The most recent season is more willing to wrestle with the complexities of being a person of faith.

The common thread of this season is the sanctity and dignity of all life. This is not a new theme to Doctor Who as a whole, but it is the first season where the show practices what it preaches, and that fact alone has made the show fall more in line with humanism of the Christian variety. Much of Doctor Who up to this point has tended toward abstract thought-experiments, with weekly supporting characters and settings providing color, but not much else. In the past, supporting characters would die, just to prove that the monster of the week was dangerous. In this season, character deaths are rare. And when they do happen, the consequences reverberate throughout episodes and across the span of the entire season. There’s space allowed to mourn. The supporting characters and settings feel fleshed out. Some episodes are overstuffed, but they’re all reaching to explore difficult concepts, with no filler. It’s true science fiction, considering the question of what makes us human and affirming the sanctity of life. This affirmation contains echoes of Christian humanism, which understands humanism (“people have inherent worth and value”) in the light of God’s sovereignty (“all people have been created in the image of God, and therefore have inherent worth and value”).

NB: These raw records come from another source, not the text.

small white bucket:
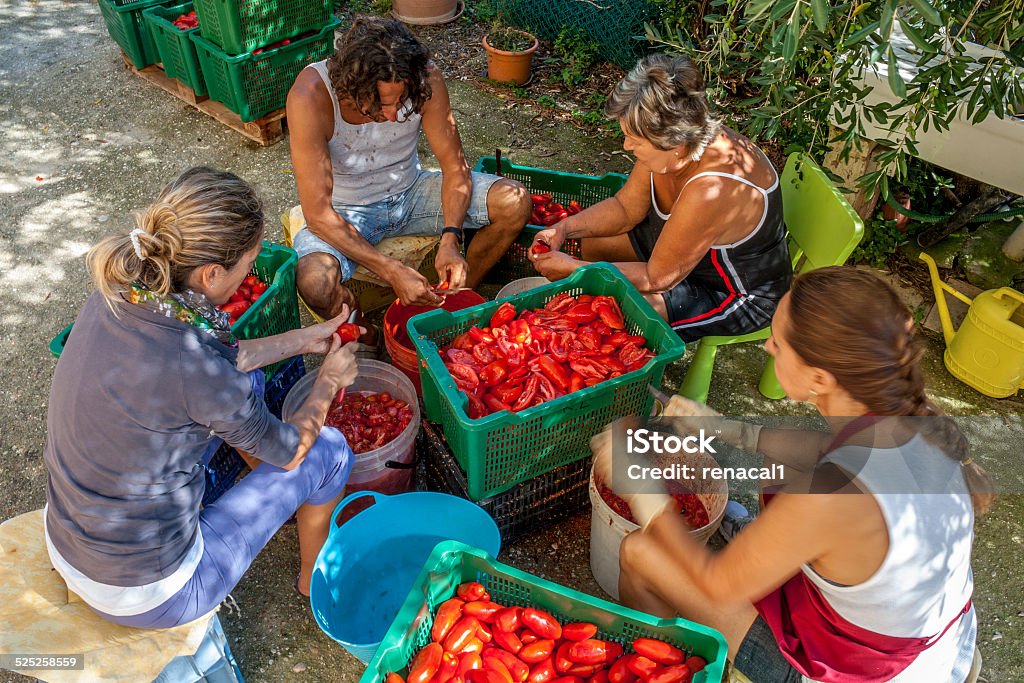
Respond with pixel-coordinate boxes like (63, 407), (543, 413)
(590, 453), (729, 600)
(495, 278), (551, 301)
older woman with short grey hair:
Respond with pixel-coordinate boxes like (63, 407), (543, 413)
(532, 54), (793, 341)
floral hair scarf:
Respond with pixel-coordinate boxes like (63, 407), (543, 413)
(126, 283), (239, 348)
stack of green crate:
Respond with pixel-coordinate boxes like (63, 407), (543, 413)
(98, 0), (180, 69)
(142, 2), (206, 96)
(186, 0), (341, 121)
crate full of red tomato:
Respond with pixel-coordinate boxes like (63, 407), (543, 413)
(409, 264), (685, 501)
(359, 542), (727, 683)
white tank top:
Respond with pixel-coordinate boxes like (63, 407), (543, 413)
(803, 434), (977, 683)
(309, 59), (422, 206)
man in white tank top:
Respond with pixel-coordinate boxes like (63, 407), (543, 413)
(288, 17), (531, 333)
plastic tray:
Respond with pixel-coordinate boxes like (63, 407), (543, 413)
(408, 263), (685, 501)
(191, 15), (341, 121)
(195, 0), (332, 55)
(142, 2), (206, 96)
(359, 541), (728, 683)
(99, 0), (173, 69)
(473, 157), (626, 284)
(418, 422), (590, 544)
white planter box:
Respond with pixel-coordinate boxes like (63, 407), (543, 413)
(839, 25), (1024, 195)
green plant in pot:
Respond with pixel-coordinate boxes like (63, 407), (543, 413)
(483, 24), (538, 85)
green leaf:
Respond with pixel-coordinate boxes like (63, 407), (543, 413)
(910, 0), (942, 26)
(879, 0), (896, 40)
(782, 12), (800, 61)
(843, 22), (879, 49)
(743, 0), (775, 20)
(899, 18), (939, 53)
(889, 47), (906, 99)
(811, 0), (828, 31)
(768, 0), (797, 22)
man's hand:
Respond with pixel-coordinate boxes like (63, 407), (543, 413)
(317, 335), (358, 393)
(530, 251), (584, 282)
(387, 264), (443, 306)
(534, 221), (565, 251)
(434, 242), (469, 290)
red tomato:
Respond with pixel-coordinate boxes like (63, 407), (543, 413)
(337, 323), (362, 344)
(455, 581), (487, 602)
(490, 301), (515, 329)
(562, 622), (597, 641)
(406, 643), (444, 683)
(430, 598), (464, 643)
(442, 616), (480, 654)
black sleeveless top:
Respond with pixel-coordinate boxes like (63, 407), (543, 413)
(630, 171), (793, 301)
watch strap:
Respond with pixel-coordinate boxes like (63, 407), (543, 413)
(441, 225), (466, 245)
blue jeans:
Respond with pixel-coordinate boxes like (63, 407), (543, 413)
(292, 171), (501, 282)
(732, 616), (804, 683)
(95, 427), (353, 629)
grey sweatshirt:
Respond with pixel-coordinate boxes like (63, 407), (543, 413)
(43, 293), (299, 587)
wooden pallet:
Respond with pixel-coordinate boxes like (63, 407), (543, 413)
(121, 52), (285, 146)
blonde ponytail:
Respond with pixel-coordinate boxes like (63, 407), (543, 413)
(86, 167), (263, 305)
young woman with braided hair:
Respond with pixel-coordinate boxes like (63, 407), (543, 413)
(592, 267), (992, 683)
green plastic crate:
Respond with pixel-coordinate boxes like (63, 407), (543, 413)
(359, 541), (728, 683)
(408, 263), (685, 501)
(231, 241), (301, 377)
(195, 0), (332, 54)
(50, 242), (300, 378)
(473, 157), (627, 284)
(142, 2), (206, 96)
(99, 0), (174, 69)
(191, 17), (341, 121)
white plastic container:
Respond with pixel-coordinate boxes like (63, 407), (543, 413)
(495, 276), (551, 301)
(281, 358), (420, 496)
(590, 453), (729, 600)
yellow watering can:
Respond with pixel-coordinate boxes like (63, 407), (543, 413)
(920, 253), (1024, 398)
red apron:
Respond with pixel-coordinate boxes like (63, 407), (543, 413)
(754, 414), (971, 683)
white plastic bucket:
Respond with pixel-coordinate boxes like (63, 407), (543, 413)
(281, 358), (420, 496)
(590, 453), (729, 600)
(495, 278), (551, 301)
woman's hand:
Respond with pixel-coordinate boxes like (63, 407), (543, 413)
(299, 306), (367, 355)
(534, 220), (565, 251)
(316, 335), (358, 393)
(529, 251), (586, 281)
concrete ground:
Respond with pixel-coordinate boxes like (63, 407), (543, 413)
(0, 0), (1024, 681)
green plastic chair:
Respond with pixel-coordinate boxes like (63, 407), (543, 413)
(679, 153), (864, 403)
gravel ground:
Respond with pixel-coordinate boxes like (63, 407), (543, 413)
(0, 0), (1024, 681)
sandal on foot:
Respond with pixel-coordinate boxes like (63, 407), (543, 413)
(718, 501), (754, 543)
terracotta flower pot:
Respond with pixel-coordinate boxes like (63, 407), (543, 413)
(391, 0), (463, 26)
(483, 31), (538, 85)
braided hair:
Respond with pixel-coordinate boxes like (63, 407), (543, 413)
(786, 266), (994, 512)
(328, 16), (432, 119)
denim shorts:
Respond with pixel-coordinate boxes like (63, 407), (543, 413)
(732, 615), (804, 683)
(292, 171), (501, 282)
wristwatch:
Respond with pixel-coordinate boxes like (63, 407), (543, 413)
(441, 225), (466, 247)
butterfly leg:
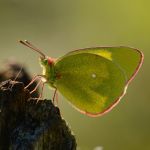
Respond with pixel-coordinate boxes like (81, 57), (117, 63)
(53, 88), (57, 104)
(30, 80), (42, 94)
(38, 82), (45, 99)
(25, 75), (44, 89)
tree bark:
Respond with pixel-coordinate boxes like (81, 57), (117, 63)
(0, 61), (76, 150)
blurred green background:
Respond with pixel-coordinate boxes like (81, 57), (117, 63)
(0, 0), (150, 150)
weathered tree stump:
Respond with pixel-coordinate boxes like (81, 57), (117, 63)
(0, 61), (76, 150)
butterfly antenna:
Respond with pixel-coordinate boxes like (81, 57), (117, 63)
(19, 40), (45, 59)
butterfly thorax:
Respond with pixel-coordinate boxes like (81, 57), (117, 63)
(40, 57), (56, 88)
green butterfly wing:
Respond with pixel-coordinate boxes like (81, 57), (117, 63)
(55, 51), (127, 116)
(59, 46), (144, 81)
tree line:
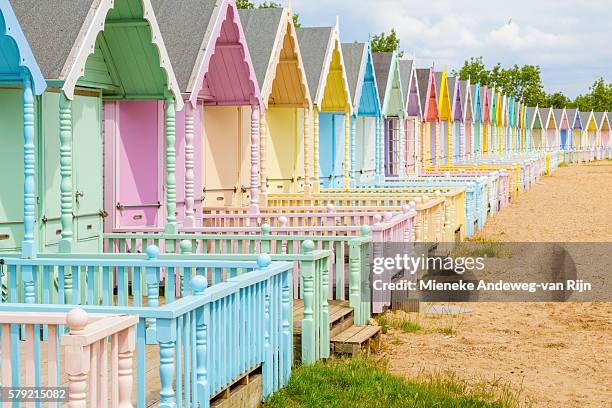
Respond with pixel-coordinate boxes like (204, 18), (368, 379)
(371, 29), (612, 112)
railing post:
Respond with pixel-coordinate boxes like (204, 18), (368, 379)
(145, 245), (160, 344)
(21, 76), (36, 258)
(191, 275), (210, 407)
(257, 254), (274, 398)
(117, 326), (136, 408)
(155, 319), (176, 408)
(300, 240), (319, 364)
(65, 309), (90, 408)
(260, 224), (271, 253)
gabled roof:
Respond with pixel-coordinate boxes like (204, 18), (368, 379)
(238, 8), (310, 106)
(13, 0), (182, 105)
(578, 111), (593, 129)
(527, 106), (543, 129)
(398, 60), (414, 103)
(0, 0), (47, 95)
(296, 25), (353, 111)
(398, 60), (423, 116)
(151, 0), (259, 105)
(565, 108), (580, 128)
(417, 68), (431, 116)
(372, 52), (393, 106)
(342, 42), (368, 106)
(238, 8), (284, 91)
(593, 112), (605, 129)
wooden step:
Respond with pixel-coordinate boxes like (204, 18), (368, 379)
(331, 325), (381, 357)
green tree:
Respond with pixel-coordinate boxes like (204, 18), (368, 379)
(574, 78), (612, 112)
(371, 28), (404, 57)
(236, 0), (301, 28)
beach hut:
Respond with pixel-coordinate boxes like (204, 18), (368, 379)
(580, 111), (597, 150)
(0, 0), (47, 258)
(527, 106), (546, 151)
(470, 82), (484, 157)
(373, 51), (406, 177)
(553, 108), (571, 150)
(541, 108), (559, 151)
(153, 0), (260, 225)
(447, 77), (465, 163)
(593, 112), (610, 155)
(342, 42), (382, 186)
(239, 8), (312, 203)
(459, 79), (474, 161)
(399, 60), (423, 175)
(297, 21), (352, 191)
(417, 68), (440, 168)
(435, 70), (453, 166)
(14, 0), (183, 252)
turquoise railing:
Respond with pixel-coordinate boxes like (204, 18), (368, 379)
(103, 230), (372, 324)
(0, 255), (294, 408)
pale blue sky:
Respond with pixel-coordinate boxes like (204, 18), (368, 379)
(283, 0), (612, 98)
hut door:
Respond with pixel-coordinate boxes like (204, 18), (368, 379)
(72, 95), (103, 251)
(204, 106), (240, 207)
(0, 89), (23, 251)
(110, 101), (164, 228)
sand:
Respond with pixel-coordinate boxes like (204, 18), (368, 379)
(383, 161), (612, 408)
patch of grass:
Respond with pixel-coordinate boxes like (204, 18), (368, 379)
(375, 312), (422, 333)
(460, 236), (512, 258)
(264, 358), (518, 408)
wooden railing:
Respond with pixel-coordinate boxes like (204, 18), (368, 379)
(104, 231), (372, 324)
(0, 305), (138, 408)
(0, 255), (294, 407)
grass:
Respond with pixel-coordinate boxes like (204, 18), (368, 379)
(264, 358), (518, 408)
(375, 313), (423, 333)
(452, 235), (512, 258)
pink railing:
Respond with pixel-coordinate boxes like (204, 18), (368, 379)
(0, 306), (138, 408)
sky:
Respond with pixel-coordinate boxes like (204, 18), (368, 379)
(283, 0), (612, 98)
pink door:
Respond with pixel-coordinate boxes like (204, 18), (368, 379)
(105, 101), (165, 231)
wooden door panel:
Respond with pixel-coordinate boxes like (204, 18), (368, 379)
(0, 89), (23, 251)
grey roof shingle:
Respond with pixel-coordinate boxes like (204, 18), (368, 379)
(151, 0), (217, 92)
(372, 52), (393, 106)
(434, 72), (448, 103)
(553, 109), (563, 126)
(296, 27), (334, 100)
(11, 0), (94, 80)
(398, 60), (414, 104)
(417, 68), (430, 114)
(238, 8), (283, 86)
(342, 42), (367, 106)
(578, 112), (591, 129)
(566, 108), (577, 126)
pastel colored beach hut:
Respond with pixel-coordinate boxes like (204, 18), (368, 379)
(447, 76), (465, 163)
(527, 106), (546, 151)
(435, 70), (453, 166)
(153, 0), (260, 223)
(580, 111), (597, 150)
(417, 68), (440, 168)
(0, 0), (47, 258)
(565, 108), (582, 150)
(239, 8), (312, 198)
(14, 0), (183, 252)
(399, 60), (423, 176)
(553, 108), (571, 150)
(342, 42), (382, 185)
(470, 82), (484, 157)
(373, 51), (406, 177)
(593, 112), (610, 153)
(459, 79), (474, 160)
(542, 108), (559, 150)
(296, 22), (352, 191)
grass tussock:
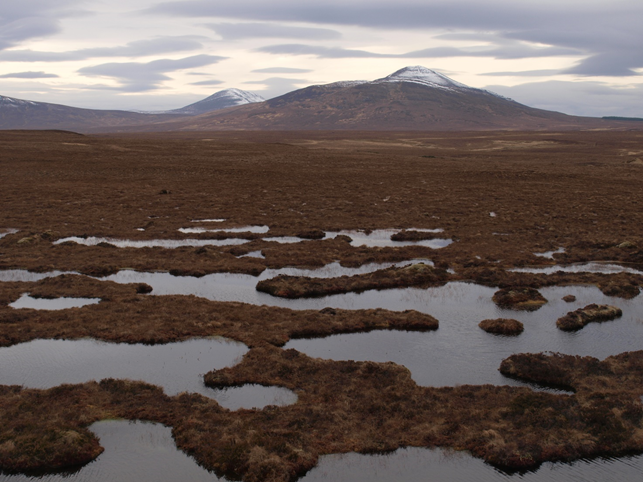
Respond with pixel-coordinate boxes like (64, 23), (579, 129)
(478, 318), (525, 336)
(493, 288), (547, 311)
(257, 263), (450, 298)
(556, 304), (623, 331)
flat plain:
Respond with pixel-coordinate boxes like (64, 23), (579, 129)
(0, 130), (643, 481)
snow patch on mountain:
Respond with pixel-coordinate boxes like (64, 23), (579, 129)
(373, 65), (471, 90)
(168, 89), (265, 115)
(0, 95), (37, 108)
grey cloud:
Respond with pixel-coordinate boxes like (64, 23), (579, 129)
(148, 0), (643, 76)
(190, 80), (223, 85)
(256, 44), (388, 59)
(0, 17), (60, 49)
(205, 23), (341, 40)
(0, 0), (82, 50)
(484, 81), (643, 117)
(565, 50), (643, 77)
(78, 55), (227, 92)
(480, 69), (562, 77)
(252, 67), (312, 74)
(75, 36), (209, 59)
(257, 44), (578, 59)
(0, 36), (209, 62)
(244, 77), (310, 99)
(0, 72), (60, 79)
(398, 44), (580, 60)
(148, 0), (551, 29)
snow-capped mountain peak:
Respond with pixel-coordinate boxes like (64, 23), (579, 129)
(374, 65), (469, 89)
(208, 89), (266, 105)
(0, 95), (36, 107)
(168, 89), (265, 115)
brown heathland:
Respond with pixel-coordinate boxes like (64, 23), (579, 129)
(0, 131), (643, 481)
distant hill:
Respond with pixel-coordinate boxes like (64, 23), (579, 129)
(0, 66), (637, 133)
(168, 89), (266, 115)
(132, 66), (640, 131)
(0, 96), (181, 132)
(603, 115), (643, 122)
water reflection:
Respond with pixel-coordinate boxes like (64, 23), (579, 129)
(0, 420), (226, 482)
(324, 228), (453, 249)
(0, 228), (18, 239)
(54, 236), (250, 249)
(507, 262), (643, 274)
(299, 447), (643, 482)
(285, 282), (643, 386)
(534, 248), (565, 259)
(9, 293), (101, 310)
(179, 226), (270, 234)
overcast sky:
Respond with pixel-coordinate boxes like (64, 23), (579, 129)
(0, 0), (643, 117)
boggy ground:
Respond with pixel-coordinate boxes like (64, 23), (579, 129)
(0, 131), (643, 480)
(0, 345), (643, 482)
(0, 275), (438, 347)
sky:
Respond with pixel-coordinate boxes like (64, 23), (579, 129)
(0, 0), (643, 117)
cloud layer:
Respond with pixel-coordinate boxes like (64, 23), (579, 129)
(149, 0), (643, 76)
(78, 55), (226, 92)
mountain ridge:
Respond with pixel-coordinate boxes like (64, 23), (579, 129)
(0, 65), (632, 133)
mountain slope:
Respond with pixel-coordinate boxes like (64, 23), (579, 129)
(0, 96), (184, 132)
(135, 66), (614, 130)
(168, 89), (265, 115)
(0, 89), (263, 132)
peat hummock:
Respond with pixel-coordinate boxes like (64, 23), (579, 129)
(493, 288), (547, 311)
(556, 304), (623, 331)
(257, 263), (449, 298)
(478, 318), (525, 336)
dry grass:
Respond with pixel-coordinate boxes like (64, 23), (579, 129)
(257, 263), (450, 298)
(0, 132), (643, 481)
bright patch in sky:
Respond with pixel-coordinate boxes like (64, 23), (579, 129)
(0, 0), (643, 117)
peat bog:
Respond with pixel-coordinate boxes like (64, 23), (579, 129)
(0, 131), (643, 481)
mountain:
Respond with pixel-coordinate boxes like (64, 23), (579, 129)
(0, 89), (263, 132)
(0, 66), (635, 133)
(168, 89), (266, 115)
(0, 95), (186, 131)
(133, 66), (623, 131)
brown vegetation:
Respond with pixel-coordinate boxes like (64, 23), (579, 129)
(0, 275), (438, 346)
(556, 304), (623, 331)
(257, 263), (450, 298)
(391, 229), (444, 241)
(0, 131), (643, 481)
(478, 318), (525, 336)
(5, 346), (643, 482)
(493, 288), (547, 311)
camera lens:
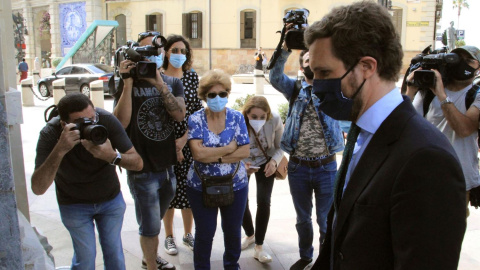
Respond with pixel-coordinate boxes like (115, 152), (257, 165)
(137, 63), (148, 76)
(82, 125), (108, 145)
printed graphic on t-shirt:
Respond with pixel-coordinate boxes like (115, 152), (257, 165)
(137, 97), (174, 141)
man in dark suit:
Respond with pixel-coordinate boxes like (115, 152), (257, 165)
(305, 2), (466, 270)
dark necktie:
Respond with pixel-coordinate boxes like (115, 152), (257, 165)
(333, 122), (361, 212)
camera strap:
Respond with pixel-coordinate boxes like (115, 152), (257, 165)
(287, 80), (302, 117)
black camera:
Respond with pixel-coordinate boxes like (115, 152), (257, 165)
(267, 9), (310, 69)
(72, 117), (108, 145)
(283, 9), (310, 50)
(402, 45), (460, 90)
(115, 35), (167, 79)
(413, 53), (460, 89)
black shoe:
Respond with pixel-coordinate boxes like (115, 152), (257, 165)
(290, 259), (312, 270)
(142, 255), (175, 270)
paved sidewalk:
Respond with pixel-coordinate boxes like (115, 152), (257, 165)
(22, 81), (480, 270)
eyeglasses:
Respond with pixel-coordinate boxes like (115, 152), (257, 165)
(207, 91), (228, 99)
(137, 31), (162, 42)
(170, 48), (188, 55)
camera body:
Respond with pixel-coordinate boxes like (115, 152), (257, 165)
(410, 52), (460, 90)
(115, 36), (166, 79)
(72, 117), (108, 145)
(283, 9), (309, 50)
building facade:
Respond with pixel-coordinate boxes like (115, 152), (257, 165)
(12, 0), (442, 75)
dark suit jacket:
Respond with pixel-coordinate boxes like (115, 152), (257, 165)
(313, 98), (466, 270)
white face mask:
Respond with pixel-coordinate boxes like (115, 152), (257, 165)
(249, 120), (267, 133)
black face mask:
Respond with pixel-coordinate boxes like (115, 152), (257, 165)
(303, 66), (313, 80)
(450, 59), (476, 81)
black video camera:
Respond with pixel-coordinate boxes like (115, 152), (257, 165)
(402, 45), (460, 92)
(115, 35), (167, 79)
(72, 117), (108, 145)
(283, 9), (310, 50)
(267, 9), (310, 69)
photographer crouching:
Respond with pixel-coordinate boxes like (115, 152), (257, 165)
(113, 32), (185, 270)
(406, 46), (480, 217)
(32, 93), (143, 270)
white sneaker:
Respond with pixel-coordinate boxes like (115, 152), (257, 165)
(164, 235), (178, 255)
(242, 235), (255, 250)
(253, 248), (272, 263)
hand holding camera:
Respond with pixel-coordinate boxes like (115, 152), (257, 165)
(115, 35), (166, 80)
(80, 139), (116, 163)
(56, 123), (80, 154)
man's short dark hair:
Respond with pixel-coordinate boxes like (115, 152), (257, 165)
(57, 93), (95, 122)
(298, 50), (308, 68)
(305, 1), (403, 81)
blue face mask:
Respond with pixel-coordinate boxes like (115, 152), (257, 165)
(312, 64), (365, 121)
(145, 54), (163, 69)
(207, 96), (228, 112)
(168, 53), (187, 68)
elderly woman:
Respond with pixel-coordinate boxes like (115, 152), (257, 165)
(242, 96), (283, 263)
(162, 35), (203, 255)
(187, 70), (250, 269)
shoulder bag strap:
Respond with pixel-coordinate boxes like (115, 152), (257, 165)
(249, 127), (269, 160)
(193, 161), (240, 180)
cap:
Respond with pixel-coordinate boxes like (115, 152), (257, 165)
(451, 45), (480, 62)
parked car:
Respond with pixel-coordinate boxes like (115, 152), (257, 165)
(37, 64), (113, 97)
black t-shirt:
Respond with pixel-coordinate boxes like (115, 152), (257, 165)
(35, 108), (133, 204)
(127, 74), (184, 172)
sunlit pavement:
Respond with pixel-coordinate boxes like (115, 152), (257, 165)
(22, 81), (480, 270)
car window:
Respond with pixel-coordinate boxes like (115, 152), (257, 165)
(70, 67), (90, 74)
(88, 64), (113, 74)
(56, 67), (72, 75)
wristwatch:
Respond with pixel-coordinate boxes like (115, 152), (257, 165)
(110, 150), (122, 165)
(440, 96), (453, 106)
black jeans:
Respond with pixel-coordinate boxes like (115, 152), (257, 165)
(242, 163), (275, 245)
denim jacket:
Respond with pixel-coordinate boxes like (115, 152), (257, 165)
(270, 50), (344, 155)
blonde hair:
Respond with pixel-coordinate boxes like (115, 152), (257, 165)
(198, 69), (232, 101)
(242, 96), (272, 130)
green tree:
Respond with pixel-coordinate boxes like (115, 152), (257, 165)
(453, 0), (470, 29)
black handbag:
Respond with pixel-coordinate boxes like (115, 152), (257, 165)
(193, 162), (240, 207)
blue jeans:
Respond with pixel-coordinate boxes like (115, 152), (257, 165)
(127, 167), (177, 237)
(288, 161), (337, 260)
(59, 192), (125, 270)
(187, 186), (248, 270)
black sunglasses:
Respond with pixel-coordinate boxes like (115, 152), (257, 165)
(170, 48), (188, 55)
(207, 91), (228, 98)
(137, 31), (162, 42)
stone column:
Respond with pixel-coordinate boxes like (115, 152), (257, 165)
(48, 2), (62, 60)
(253, 69), (265, 95)
(0, 1), (24, 270)
(22, 76), (35, 106)
(52, 78), (66, 105)
(90, 80), (105, 109)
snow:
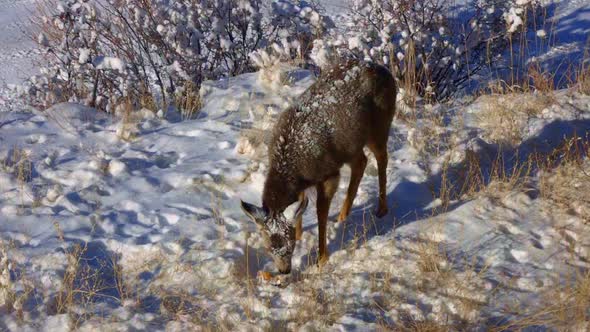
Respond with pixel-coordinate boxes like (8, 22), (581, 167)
(0, 0), (590, 331)
(0, 60), (590, 330)
(93, 56), (126, 72)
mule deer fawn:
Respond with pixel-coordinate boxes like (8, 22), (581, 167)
(242, 61), (396, 274)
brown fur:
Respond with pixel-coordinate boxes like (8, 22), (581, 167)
(240, 61), (396, 270)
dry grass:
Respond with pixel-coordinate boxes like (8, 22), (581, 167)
(539, 136), (590, 222)
(477, 93), (553, 146)
(576, 63), (590, 96)
(175, 82), (203, 120)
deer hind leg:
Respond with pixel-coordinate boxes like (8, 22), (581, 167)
(295, 191), (305, 241)
(338, 152), (367, 222)
(369, 141), (388, 218)
(316, 175), (340, 266)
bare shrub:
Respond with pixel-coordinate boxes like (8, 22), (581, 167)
(28, 0), (329, 114)
(318, 0), (544, 100)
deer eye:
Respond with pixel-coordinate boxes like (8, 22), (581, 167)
(270, 234), (285, 248)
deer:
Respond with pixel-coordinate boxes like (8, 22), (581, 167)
(241, 60), (397, 275)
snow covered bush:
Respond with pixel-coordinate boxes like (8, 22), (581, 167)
(313, 0), (552, 100)
(28, 0), (330, 111)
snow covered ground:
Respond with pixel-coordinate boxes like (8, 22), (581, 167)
(0, 1), (590, 331)
(0, 63), (590, 330)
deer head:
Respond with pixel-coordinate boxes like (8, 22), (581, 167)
(241, 198), (308, 274)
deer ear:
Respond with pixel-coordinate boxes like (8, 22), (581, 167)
(294, 197), (309, 220)
(240, 201), (266, 226)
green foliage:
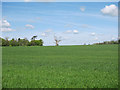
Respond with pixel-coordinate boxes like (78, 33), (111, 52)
(95, 39), (120, 45)
(0, 36), (43, 46)
(2, 45), (118, 88)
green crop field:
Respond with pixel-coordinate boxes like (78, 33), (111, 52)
(2, 45), (118, 88)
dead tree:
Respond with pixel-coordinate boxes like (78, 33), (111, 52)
(54, 36), (61, 46)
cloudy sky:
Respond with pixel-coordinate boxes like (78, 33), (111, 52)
(1, 0), (118, 45)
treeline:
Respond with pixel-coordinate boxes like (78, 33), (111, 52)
(94, 39), (120, 45)
(0, 36), (43, 46)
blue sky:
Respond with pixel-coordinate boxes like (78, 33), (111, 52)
(2, 2), (118, 45)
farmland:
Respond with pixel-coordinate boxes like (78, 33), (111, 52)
(2, 45), (118, 88)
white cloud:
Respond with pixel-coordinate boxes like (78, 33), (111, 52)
(0, 19), (15, 32)
(41, 33), (46, 36)
(101, 4), (118, 16)
(94, 37), (98, 41)
(45, 29), (52, 33)
(25, 24), (34, 29)
(80, 7), (85, 12)
(24, 0), (56, 2)
(24, 0), (31, 2)
(41, 29), (52, 37)
(73, 30), (79, 34)
(63, 30), (79, 34)
(66, 30), (72, 33)
(91, 32), (96, 36)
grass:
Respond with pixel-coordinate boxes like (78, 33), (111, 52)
(2, 45), (118, 88)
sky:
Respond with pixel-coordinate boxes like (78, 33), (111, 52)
(1, 1), (118, 46)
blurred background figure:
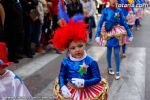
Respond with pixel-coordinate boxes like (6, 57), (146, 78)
(0, 0), (5, 42)
(67, 0), (83, 18)
(2, 0), (24, 63)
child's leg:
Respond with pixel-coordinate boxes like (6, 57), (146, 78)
(114, 46), (120, 73)
(107, 47), (112, 69)
(122, 44), (126, 54)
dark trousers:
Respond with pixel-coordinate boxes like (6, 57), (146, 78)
(24, 17), (33, 55)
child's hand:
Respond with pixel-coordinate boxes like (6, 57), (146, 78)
(61, 85), (71, 98)
(71, 78), (84, 88)
(95, 37), (100, 45)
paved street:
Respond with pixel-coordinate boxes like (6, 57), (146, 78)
(9, 9), (150, 100)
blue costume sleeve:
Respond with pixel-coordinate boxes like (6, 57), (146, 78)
(120, 12), (133, 37)
(59, 62), (67, 88)
(84, 61), (101, 87)
(96, 9), (106, 37)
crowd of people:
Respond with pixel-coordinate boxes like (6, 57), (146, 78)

Unlike previous seasons, which have rejected faith as something to evolve beyond and which have used religion primarily as set dressing, this season has embraced a more religious humanist outlook. There’s room for belief in the show, and there’s room allowed for the possibility that this faith can inform and enrich our understanding of what it means to be human. This isn’t explicitly Christian, but it is a step away from the secular humanism of previous seasons, which has had no room for faith at all.

This season is full of stories about faith. In “The Witchfinders,” the Doctor and her companions take a trip to the England of King James and a time of witch trials. In “Demons of the Punjab,” tensions escalate between Hindus and Muslims in 1940s India and Pakistan. The series finale is perhaps the most daring, at least by Doctor Who standards. The religion of a group of aliens is corrupted by an outsider, for nefarious purposes. Instead of condemning the aliens who fell victim to their corrupted religion, the Doctor goes straight to the source, challenging instead the outsider who twisted their religion to his own malicious ends.

And when it’s time for her to go on to the next adventure, the Doctor does not condemn the religious adherents for being deceived. She tells them to keep their faith, to retain their hope, and to go out and continue to practice their religion in a way that brings life, not destruction. It’s an affirmation of faith, an instruction to go and sin no more, and a call both within the context of the show and to those of us watching to carry on in the faith that grounds us. It’s an encouraging step in the storied journey that is Doctor Who. I’m excited to see where we travel next.